Birleşmiş Milletler Mülteciler Yüksek Komiserliği'nin (UNHCR) yayınladığı son rapor, komşu ülkelerde yaşayan Suriyeli mültecilerin ülkelerine geri dönme konusunda isteksiz olduğunu ortaya koyuyor. Ankete katılanların yalnızca %18'i önümüzdeki 12 ay içinde geri dönmeyi planladığını belirtiyor. Bu durum, Suriye'deki mevcut koşulların mülteciler için hala cazip olmadığını gösteriyor.
Geri Dönüş Niyetindeki Farklılıklar
UNHCR'nin bölgesel anketi, Suriyeli mülteciler arasında geri dönüş niyetinin ev sahibi ülkeye göre değiştiğini gösteriyor.

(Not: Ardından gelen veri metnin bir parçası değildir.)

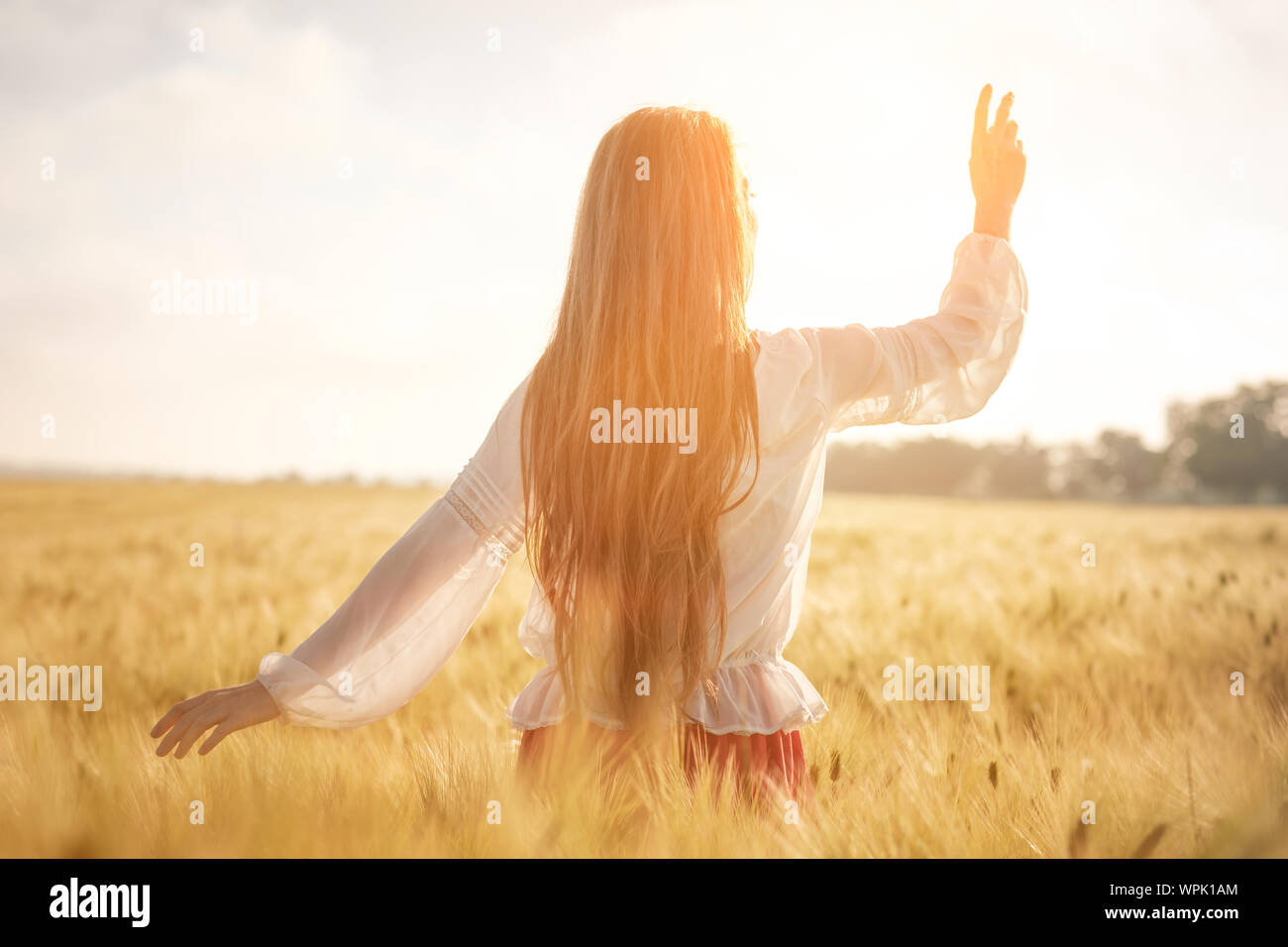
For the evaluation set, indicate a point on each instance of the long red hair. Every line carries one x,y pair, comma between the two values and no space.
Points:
622,538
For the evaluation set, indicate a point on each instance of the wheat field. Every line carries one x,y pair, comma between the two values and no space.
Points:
1109,684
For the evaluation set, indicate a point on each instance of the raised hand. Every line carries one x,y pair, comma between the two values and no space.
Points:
997,165
228,711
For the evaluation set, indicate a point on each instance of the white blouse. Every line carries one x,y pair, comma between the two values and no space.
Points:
411,612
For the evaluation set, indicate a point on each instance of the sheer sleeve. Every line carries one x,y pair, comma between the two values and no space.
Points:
411,612
935,368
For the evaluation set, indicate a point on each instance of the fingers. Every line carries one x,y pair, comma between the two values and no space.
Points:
193,733
1009,134
1004,112
176,711
191,725
222,731
980,133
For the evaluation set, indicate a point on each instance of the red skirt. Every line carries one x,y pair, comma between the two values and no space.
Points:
758,762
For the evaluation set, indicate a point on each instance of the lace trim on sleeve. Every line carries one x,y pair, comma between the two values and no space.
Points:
485,510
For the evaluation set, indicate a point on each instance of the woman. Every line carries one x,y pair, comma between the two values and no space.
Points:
664,467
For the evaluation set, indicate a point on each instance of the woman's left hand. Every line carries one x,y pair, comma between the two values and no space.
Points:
228,710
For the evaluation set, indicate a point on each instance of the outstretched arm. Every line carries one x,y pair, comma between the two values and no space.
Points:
948,365
402,622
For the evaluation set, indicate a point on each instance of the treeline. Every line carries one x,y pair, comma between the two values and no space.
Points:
1224,450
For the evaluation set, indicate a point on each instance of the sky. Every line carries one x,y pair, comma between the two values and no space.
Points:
394,187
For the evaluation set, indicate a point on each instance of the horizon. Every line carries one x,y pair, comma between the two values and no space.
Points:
399,195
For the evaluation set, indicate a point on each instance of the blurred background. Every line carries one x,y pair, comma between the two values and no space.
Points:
375,204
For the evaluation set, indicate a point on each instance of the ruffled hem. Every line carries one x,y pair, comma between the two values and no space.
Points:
764,696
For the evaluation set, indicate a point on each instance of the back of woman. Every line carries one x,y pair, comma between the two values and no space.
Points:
662,467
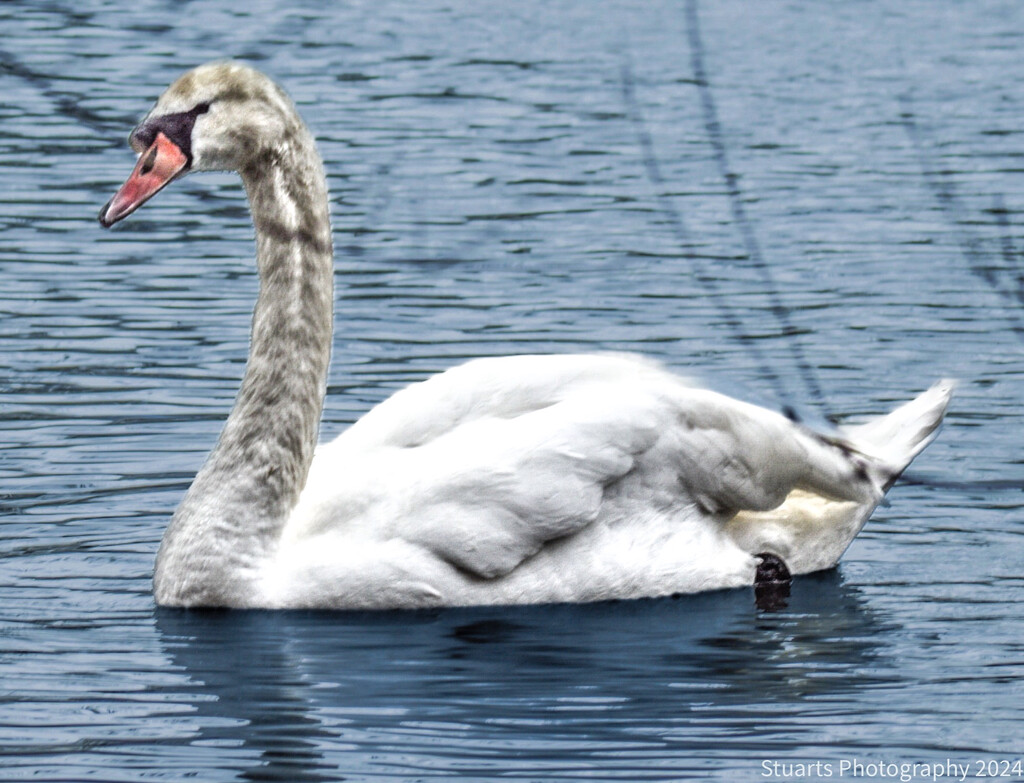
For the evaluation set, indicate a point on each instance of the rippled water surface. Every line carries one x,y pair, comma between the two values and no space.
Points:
818,204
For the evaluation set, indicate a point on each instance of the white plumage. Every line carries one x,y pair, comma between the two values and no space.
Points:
523,479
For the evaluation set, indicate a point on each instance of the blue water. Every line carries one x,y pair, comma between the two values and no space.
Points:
815,205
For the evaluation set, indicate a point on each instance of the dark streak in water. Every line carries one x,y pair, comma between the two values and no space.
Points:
751,244
943,188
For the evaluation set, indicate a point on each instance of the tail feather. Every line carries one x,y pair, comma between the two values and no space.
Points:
900,436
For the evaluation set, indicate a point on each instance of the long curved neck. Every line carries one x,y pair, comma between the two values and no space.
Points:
236,509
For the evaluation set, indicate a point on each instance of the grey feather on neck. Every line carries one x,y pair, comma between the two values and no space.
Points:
239,503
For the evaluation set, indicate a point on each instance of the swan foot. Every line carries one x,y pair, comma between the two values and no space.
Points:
771,582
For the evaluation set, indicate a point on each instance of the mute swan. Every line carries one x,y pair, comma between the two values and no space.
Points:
525,479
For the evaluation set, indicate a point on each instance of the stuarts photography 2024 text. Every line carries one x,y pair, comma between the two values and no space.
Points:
961,770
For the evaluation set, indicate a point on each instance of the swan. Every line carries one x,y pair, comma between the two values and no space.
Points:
513,480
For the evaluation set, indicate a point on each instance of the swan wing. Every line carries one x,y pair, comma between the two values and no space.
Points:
482,466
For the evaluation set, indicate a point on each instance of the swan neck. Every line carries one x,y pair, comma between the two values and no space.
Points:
239,503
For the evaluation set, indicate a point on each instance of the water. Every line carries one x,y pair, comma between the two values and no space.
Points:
541,176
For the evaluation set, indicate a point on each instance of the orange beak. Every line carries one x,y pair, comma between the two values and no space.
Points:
157,166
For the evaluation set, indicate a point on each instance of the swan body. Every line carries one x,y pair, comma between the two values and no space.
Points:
525,479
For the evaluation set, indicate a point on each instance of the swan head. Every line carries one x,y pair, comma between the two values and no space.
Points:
218,117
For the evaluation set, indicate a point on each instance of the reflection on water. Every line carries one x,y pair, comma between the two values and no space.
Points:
474,692
806,201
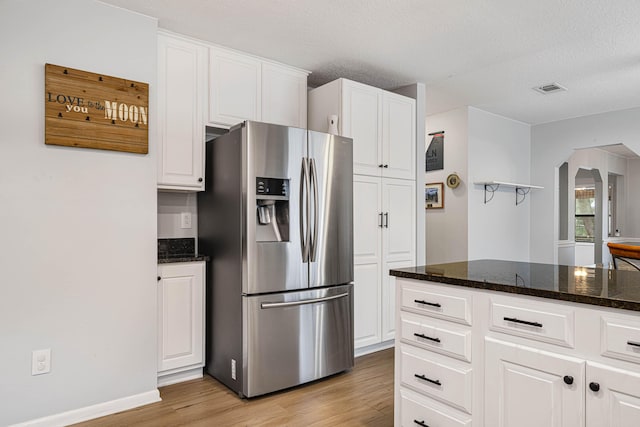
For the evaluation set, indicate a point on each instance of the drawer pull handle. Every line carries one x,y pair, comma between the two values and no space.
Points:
422,377
421,301
524,322
426,337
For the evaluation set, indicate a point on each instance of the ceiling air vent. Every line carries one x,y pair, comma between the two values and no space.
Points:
550,88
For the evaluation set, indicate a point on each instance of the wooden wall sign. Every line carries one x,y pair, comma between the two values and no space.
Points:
90,110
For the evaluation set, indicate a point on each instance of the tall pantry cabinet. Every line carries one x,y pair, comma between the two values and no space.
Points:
383,127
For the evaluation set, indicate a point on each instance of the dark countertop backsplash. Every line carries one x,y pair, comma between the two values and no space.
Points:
178,250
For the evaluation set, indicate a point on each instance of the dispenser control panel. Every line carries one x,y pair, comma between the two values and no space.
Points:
272,187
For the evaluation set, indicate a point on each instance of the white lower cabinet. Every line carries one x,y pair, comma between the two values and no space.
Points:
181,305
613,397
384,239
532,388
521,361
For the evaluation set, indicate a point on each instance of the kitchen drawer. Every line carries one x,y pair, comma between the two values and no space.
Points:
436,335
620,338
417,411
437,302
538,321
436,376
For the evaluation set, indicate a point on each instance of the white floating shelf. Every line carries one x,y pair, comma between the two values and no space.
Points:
521,189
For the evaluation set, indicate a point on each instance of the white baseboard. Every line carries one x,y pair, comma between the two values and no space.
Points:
179,377
373,348
94,411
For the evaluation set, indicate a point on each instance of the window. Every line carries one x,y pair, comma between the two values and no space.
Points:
585,214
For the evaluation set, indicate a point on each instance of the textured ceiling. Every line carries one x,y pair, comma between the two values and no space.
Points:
483,53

Mısır'daki mültecilerin %29'u geri dönme isteğini dile getirirken, Ürdün'de bu oran %22'ye, Lübnan'da ise %14'e düşüyor. Irak'ta ise bu oran sadece %4 seviyesinde. Bu farklılıklar, ev sahibi ülkelerdeki koşullar ile mültecilerin Suriye'deki güvenlik ve fırsat algıları arasındaki karmaşık etkileşimi yansıtıyor.

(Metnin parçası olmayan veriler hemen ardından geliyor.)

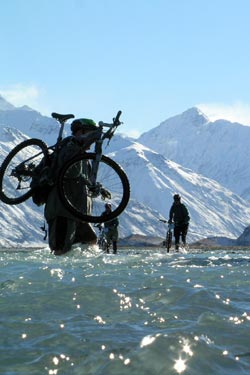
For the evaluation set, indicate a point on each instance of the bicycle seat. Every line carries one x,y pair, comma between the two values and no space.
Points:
61,118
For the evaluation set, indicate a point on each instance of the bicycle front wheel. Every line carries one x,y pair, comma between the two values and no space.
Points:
112,186
17,170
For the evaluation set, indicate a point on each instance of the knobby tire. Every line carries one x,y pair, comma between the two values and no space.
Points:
109,173
8,182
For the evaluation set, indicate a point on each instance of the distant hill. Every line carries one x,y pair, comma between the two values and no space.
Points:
215,210
218,150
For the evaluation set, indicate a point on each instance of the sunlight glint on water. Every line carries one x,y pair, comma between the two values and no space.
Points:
140,312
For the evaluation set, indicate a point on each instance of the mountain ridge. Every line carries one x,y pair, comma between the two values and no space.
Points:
154,178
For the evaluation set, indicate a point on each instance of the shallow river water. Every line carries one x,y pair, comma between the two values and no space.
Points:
138,312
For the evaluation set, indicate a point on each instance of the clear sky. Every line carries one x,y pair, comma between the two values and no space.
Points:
152,59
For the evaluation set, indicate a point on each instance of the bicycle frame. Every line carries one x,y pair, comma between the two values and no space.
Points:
97,137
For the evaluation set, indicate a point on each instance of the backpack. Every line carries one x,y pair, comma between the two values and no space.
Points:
42,181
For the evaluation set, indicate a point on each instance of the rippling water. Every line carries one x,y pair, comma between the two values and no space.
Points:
138,312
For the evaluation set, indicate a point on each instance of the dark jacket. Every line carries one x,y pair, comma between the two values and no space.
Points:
179,214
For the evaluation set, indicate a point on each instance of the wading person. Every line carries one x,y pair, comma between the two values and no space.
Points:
179,215
111,229
63,228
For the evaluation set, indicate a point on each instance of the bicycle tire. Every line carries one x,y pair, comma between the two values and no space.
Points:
110,175
168,240
15,187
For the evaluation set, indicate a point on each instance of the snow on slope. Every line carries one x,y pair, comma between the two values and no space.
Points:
219,150
154,179
214,209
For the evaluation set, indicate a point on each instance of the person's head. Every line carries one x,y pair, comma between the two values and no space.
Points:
83,126
108,207
177,198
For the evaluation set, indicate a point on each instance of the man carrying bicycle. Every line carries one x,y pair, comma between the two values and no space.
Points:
180,216
64,228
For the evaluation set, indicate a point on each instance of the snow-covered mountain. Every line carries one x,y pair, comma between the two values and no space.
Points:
214,210
218,150
28,121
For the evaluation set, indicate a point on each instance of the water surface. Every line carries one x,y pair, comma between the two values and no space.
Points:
138,312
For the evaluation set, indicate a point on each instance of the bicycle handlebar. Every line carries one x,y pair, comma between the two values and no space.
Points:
116,121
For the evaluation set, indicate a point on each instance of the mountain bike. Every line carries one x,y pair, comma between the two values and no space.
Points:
106,180
169,235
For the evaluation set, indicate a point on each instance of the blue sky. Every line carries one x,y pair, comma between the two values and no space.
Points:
152,59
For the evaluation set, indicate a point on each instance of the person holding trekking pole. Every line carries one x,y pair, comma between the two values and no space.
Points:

UNHCR'nin tahminlerine göre, 8 Aralık 2024'ten bu yana yaklaşık 988 bin Suriyeli mülteci Suriye'ye geri döndü. Ayrıca, 972 bini Kuzey Suriye'den olmak üzere yaklaşık 1,8 milyon ülke içinde yerinden edilmiş Suriyeli, önceden yaşadıkları bölgelere geri döndüler.
Geri Dönüşün Önündeki Engeller
Geri dönmeyi planlayan mültecilerin oranındaki düşüklük, Suriye içindeki süren sıkıntıları yansıtıyor. Raporda, süren güvenlik kaygıları, temel hizmetlerdeki yetersizlik ve genel istikrarsızlık başlıca caydırıcı unsurlar olarak belirtiliyor. Yeniden yapılanma, geçiş adaleti ve toplumsal uzlaşı alanlarında anlamlı bir ilerleme kaydedilmediğinden birçok mülteci geri dönme riskini almakta isteksiz.
Kapsamlı siyasi çözümlere duyulan ihtiyaç açıkça görülüyor. Yurttaşlar ve devlet arasındaki güvenin yeniden kurulması, hak ve özgürlüklerin güvence altına alınmasıyla birlikte, gönüllü geri dönüşü teşvik etmek açısından büyük önem taşıyor. Bu tür önlemlerin yokluğunda, birçok kişi geri dönüşün belirsizliklerindense sürgünün göreceli güvenliğini tercih ediyor.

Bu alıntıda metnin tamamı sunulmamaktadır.